Small or large sub for music


I've been using a pair of Velodyne HGS-10s to supplement KEF LS50s below 50 Hz, but I read that larger subs are better for music because the cone needs excursion.  Is there any truth to this?  I have a pair of HGS-15s that I could use to supplement the LS50s or Reference 1s (below 40 Hz) if I go there.  The HGS-15s do HT superbly.

db
Ag insider logo xs@2xdbphd
Hello ejr1953,

      Let me get this straight, you bought and installed 2 JL Audio F113V2 Fathom subs, JL's latest and finest that are huge, weigh 133 pounds each and have a msrp of $4,500 each, but were initially greeted with "one note" bass?
      I feel for you, brother, that must have felt like a punch in the gut.       
     Your dealer then added insult to injury and sold you a calibration mic, room correction software and 10 big and expensive bass traps to fix the problem? 
     You must have the patience of a saint, I'm getting worked up just hearing about it. 
      I'm sorry, ejr, I know you're pleased now but  the Fathoms still seem like an unnecessary compromise in many aspects from my perspective.  
     Is it too late to just return everything and start from scratch?  I can tell you, with a high degree of confidence, that either an Audio Kinesis Swarm or Debra bass system would be a significant upgrade from the Fathoms in all respects at a price about $1,500 less than a single Fathom.along with a free 30-day in home trial period.
  
    However, I get the sense that a quality bass system is a much higher priority for you than price.  I'm as certain as I can be that either a Swarm or Debra bass system will provide state of the art bass in your room while also eliminating the need for any bass traps, mics or room correction software.  I know it will provide the absolute opposite of "one note" bass, the ability to choose your cutoff frequency between 30-200 Hz on the front of the 1,000 watt supplied amp and  a choice of wood finishes that actually allows the subs to appear to my wife and I like the art pedestals you often see in the better art galleries.

Tim     
@mcreyn I will let RV know !!!!! I knew there was something wrong with my Model 7, so I tried an experiment, IF you slide the M7 amp over you can block one of the slots, IT improves the base by 50%
.....
mcreyn:

" but a vented subwoofer (whether ported, slot load, transmission line, or passive radiator) works just as well or better when properly designed. With decent quality subwoofers, the vast majority of issues people have are room and tuning related, not equipment related."

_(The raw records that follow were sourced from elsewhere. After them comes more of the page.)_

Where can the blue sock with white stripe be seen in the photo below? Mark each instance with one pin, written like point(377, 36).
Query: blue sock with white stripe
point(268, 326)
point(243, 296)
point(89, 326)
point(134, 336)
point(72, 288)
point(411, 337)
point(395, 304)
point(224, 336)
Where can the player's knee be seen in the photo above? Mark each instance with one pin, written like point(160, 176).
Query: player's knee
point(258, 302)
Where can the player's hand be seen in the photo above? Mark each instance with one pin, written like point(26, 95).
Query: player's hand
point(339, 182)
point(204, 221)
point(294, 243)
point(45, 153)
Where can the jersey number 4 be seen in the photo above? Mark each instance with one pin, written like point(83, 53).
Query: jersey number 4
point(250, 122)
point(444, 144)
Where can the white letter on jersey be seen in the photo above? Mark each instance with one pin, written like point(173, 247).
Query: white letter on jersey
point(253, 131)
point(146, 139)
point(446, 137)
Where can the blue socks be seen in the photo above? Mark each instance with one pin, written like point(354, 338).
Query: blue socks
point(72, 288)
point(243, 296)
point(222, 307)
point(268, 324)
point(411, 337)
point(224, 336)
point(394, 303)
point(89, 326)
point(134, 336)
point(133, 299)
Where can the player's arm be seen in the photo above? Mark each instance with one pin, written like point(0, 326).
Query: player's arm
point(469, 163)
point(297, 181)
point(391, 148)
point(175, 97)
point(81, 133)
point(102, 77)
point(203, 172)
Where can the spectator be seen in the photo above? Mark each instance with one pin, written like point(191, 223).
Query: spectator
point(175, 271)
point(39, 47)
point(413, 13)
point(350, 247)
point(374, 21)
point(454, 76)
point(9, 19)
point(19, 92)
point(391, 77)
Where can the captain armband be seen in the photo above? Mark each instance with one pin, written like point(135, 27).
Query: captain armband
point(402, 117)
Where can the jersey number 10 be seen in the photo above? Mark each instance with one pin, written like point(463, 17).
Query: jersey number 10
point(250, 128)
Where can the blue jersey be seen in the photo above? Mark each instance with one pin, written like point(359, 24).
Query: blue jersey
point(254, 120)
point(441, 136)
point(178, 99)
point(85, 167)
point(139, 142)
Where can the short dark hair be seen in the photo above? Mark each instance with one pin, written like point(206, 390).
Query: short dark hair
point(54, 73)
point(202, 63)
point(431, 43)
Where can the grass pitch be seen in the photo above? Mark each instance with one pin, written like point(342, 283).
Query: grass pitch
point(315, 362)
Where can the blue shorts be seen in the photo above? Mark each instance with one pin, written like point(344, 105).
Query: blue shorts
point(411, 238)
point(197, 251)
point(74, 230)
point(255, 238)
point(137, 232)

     Well said!  I couldn't agree more.

     The Swarm and Debra subs are 'vented enclosure for correct roll-off to compensate for room gain (ports can be plugged with supplied plugs, if desired)'.  I've tried my Debra subs both ways and preferred them unplugged.

Tim
     
noble100
Yeah, my daisy chain remark was directed to the original poster dbphd but I failed to make that point in both of my posts. 
I then confused your use of the Dayton Sub amplifier and High level conectivity with dbphd's HGS subs.

In the word of Rosan Rosanna Danna, "Never mind"! 
ejr1953
When I did a half baked subwoofer comparison between my Velodyne DD-18 with two other sub owners of a REL Studio III and a JL Audio Fathom F113 (v1) using the JL Audio ARO there was a slight but audible peak just below the main speakers crossover point.

This was clearly visible using the Velodyne Room Optimization program. I was able to dial some of it out using the F113s LP freq. (Hz) dial. Bypassing ARO and using the Velodyne Manual Optimization I was not only able to clean up the crossover point make some Q adjustments and cut and boost a few other places to really smooth out its response and improve the F113s overall performance.

I understand JL Audio has made improvements with their v2 and is also marketing an ancillary companion crossover component. Regardless, the JL Audio is a very fine system that provided nearly the same girth of output of the DD-18 that seriously belies its 13" drivers size.